A GOVERNMENT committee will today issue a long-awaited report on the possibilities of producing biomass energy from vegetable sources - but already, doubts are being raised by conservation groups.
...policies to boost bioenergy are only justifiable if significant and proven greenhouse emissions cuts are made and if their production does not cause unacceptable harm to wildlife
RSPB
The Government is believed to be anxious to set a target of producing 10% of the nation's fuel needs - electricity or a diesel-type oil for vehicles - from vegetable products and it is a plan heavily backed by the country's farmers.
As food production dwindles, the agricultural industry believes there is a huge future in producing energy from crops like oil seed rape - which has already been converted into a fuel for diesel engines - or fast-growing timber to fire power stations.

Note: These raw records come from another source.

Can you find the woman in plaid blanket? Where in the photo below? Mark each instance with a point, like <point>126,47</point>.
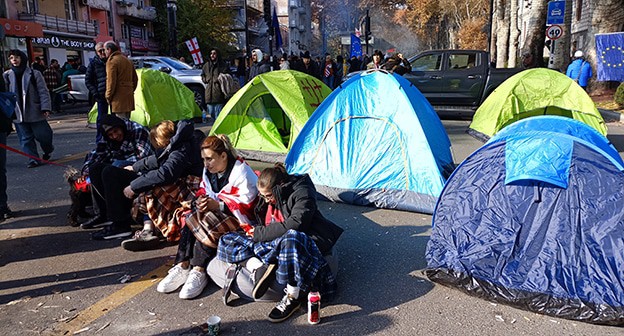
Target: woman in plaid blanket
<point>228,187</point>
<point>290,244</point>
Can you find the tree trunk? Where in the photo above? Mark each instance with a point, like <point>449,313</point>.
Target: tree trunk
<point>536,30</point>
<point>502,33</point>
<point>607,16</point>
<point>514,34</point>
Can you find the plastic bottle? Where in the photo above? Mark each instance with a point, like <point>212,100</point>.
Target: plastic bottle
<point>314,307</point>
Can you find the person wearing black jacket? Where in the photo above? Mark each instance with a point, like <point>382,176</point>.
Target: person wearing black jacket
<point>95,80</point>
<point>5,129</point>
<point>166,179</point>
<point>291,240</point>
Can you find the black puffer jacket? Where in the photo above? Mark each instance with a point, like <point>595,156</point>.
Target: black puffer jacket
<point>296,200</point>
<point>179,159</point>
<point>95,78</point>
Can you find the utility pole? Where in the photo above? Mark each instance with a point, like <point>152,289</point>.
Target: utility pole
<point>367,30</point>
<point>172,8</point>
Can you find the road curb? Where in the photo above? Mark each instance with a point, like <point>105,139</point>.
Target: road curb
<point>609,115</point>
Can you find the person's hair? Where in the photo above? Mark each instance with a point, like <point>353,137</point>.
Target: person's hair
<point>111,45</point>
<point>272,176</point>
<point>162,133</point>
<point>220,143</point>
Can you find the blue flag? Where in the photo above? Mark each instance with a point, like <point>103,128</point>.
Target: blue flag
<point>356,46</point>
<point>278,33</point>
<point>610,57</point>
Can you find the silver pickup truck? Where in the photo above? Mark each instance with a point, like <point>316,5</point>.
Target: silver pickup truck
<point>183,72</point>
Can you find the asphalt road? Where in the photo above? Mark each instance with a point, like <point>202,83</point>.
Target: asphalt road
<point>55,281</point>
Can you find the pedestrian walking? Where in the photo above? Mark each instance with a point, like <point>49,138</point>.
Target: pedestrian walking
<point>580,70</point>
<point>121,81</point>
<point>95,80</point>
<point>32,108</point>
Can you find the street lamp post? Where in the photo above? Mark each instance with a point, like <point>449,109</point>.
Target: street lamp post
<point>172,8</point>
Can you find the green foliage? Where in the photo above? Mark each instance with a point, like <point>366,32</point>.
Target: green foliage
<point>209,21</point>
<point>618,97</point>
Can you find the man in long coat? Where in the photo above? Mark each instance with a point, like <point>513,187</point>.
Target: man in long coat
<point>121,81</point>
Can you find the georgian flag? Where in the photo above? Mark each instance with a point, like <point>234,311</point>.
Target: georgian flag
<point>195,52</point>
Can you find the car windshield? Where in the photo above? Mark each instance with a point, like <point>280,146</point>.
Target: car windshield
<point>175,64</point>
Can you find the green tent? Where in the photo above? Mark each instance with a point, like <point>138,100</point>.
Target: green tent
<point>265,116</point>
<point>534,92</point>
<point>159,97</point>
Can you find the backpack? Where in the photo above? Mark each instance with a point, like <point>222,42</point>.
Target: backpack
<point>229,85</point>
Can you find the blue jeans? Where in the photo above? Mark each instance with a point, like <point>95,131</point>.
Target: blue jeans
<point>3,184</point>
<point>213,110</point>
<point>102,111</point>
<point>28,132</point>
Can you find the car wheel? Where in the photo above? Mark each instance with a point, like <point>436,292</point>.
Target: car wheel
<point>199,96</point>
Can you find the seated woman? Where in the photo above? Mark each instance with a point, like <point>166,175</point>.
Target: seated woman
<point>230,187</point>
<point>294,237</point>
<point>166,179</point>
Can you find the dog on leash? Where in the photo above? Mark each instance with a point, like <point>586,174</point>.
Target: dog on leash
<point>80,195</point>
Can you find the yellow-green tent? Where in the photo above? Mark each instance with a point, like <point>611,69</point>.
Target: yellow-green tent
<point>265,116</point>
<point>531,93</point>
<point>158,97</point>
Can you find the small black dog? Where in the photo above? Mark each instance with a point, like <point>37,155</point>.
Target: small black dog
<point>80,196</point>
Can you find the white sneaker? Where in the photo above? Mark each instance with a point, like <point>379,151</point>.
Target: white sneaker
<point>176,278</point>
<point>194,285</point>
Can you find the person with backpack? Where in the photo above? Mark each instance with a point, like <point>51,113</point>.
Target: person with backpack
<point>580,70</point>
<point>215,97</point>
<point>32,108</point>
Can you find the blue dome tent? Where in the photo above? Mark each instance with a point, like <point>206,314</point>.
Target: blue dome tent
<point>535,219</point>
<point>376,141</point>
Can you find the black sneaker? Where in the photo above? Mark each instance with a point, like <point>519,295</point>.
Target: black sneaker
<point>95,222</point>
<point>263,277</point>
<point>143,240</point>
<point>284,309</point>
<point>111,232</point>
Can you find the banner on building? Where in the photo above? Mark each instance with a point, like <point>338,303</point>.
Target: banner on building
<point>194,50</point>
<point>610,57</point>
<point>356,46</point>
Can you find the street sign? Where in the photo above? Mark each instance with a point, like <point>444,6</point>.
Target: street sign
<point>554,32</point>
<point>556,11</point>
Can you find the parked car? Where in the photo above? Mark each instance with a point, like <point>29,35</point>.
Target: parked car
<point>181,71</point>
<point>455,81</point>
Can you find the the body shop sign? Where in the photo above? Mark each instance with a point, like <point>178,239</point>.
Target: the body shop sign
<point>64,43</point>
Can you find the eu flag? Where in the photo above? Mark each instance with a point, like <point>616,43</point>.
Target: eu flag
<point>356,46</point>
<point>610,57</point>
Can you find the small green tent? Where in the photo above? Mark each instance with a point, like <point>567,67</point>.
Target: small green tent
<point>265,116</point>
<point>534,92</point>
<point>159,97</point>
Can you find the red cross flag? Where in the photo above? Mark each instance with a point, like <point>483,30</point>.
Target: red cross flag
<point>195,52</point>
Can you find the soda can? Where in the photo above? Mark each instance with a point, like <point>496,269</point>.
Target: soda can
<point>314,307</point>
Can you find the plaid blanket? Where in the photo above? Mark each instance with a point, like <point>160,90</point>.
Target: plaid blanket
<point>165,205</point>
<point>298,259</point>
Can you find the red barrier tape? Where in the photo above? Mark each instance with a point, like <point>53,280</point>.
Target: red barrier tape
<point>30,156</point>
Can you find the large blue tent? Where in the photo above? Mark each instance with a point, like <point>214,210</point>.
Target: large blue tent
<point>376,141</point>
<point>535,219</point>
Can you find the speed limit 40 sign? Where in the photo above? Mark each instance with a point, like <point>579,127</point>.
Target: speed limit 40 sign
<point>554,32</point>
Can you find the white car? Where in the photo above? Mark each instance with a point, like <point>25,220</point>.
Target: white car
<point>183,72</point>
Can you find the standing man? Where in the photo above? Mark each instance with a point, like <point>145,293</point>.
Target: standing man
<point>121,81</point>
<point>52,77</point>
<point>32,108</point>
<point>95,80</point>
<point>580,70</point>
<point>215,98</point>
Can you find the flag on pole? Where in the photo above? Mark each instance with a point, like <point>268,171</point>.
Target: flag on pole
<point>278,33</point>
<point>356,46</point>
<point>610,57</point>
<point>194,50</point>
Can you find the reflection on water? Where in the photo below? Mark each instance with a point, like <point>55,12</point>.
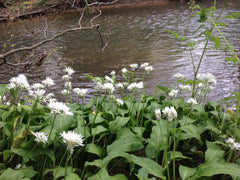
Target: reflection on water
<point>138,35</point>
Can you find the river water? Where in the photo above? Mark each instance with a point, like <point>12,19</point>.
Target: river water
<point>138,34</point>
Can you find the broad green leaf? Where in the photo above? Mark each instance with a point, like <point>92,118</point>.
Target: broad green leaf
<point>157,138</point>
<point>138,130</point>
<point>20,174</point>
<point>92,148</point>
<point>84,131</point>
<point>103,175</point>
<point>149,165</point>
<point>191,132</point>
<point>72,176</point>
<point>59,171</point>
<point>118,123</point>
<point>214,168</point>
<point>97,162</point>
<point>98,130</point>
<point>178,156</point>
<point>213,155</point>
<point>126,141</point>
<point>186,172</point>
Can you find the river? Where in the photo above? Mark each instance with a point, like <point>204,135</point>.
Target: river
<point>138,34</point>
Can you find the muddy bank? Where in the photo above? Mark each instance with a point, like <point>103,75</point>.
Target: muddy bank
<point>10,11</point>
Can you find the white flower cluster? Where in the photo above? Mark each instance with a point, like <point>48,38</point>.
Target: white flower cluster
<point>135,86</point>
<point>187,88</point>
<point>40,137</point>
<point>19,82</point>
<point>72,140</point>
<point>232,144</point>
<point>179,76</point>
<point>158,114</point>
<point>38,90</point>
<point>192,101</point>
<point>171,113</point>
<point>80,92</point>
<point>173,93</point>
<point>59,108</point>
<point>119,102</point>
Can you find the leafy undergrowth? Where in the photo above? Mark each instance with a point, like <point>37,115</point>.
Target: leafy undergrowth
<point>135,136</point>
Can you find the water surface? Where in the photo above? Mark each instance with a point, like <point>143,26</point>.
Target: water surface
<point>138,35</point>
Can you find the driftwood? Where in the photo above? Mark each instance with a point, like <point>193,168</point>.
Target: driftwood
<point>42,55</point>
<point>51,9</point>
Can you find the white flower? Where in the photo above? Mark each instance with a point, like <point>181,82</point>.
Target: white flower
<point>144,65</point>
<point>135,86</point>
<point>66,77</point>
<point>173,93</point>
<point>64,92</point>
<point>38,93</point>
<point>192,101</point>
<point>109,79</point>
<point>185,87</point>
<point>124,70</point>
<point>59,108</point>
<point>98,86</point>
<point>20,81</point>
<point>148,69</point>
<point>37,86</point>
<point>19,166</point>
<point>232,143</point>
<point>48,82</point>
<point>133,66</point>
<point>119,102</point>
<point>200,85</point>
<point>80,92</point>
<point>120,85</point>
<point>68,85</point>
<point>40,137</point>
<point>158,114</point>
<point>69,71</point>
<point>113,73</point>
<point>50,96</point>
<point>210,88</point>
<point>2,99</point>
<point>72,140</point>
<point>170,113</point>
<point>108,87</point>
<point>179,76</point>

As well as cutting oil and natural gas imports from some of the world's most unstable hotspots, bioenergy also has the huge benefit of sustainability: land used to produce such crops can be used over and over again.
But there is a downside, says the Royal Society for the Protection of Birds, Europe's biggest conservation group, in a statement issued to coincide with the select committee's findings.
Biomass fuels can actually produce more greenhouse gasses than fossil fuels in some circumstances, says the RSPB, whose statement asks if this so-called "green energy" is in fact a "red herring."
"The RSPB believes that policies to boost bioenergy are only justifiable if significant and proven greenhouse emissions cuts are made and if their production does not cause unacceptable harm to wildlife," it concludes.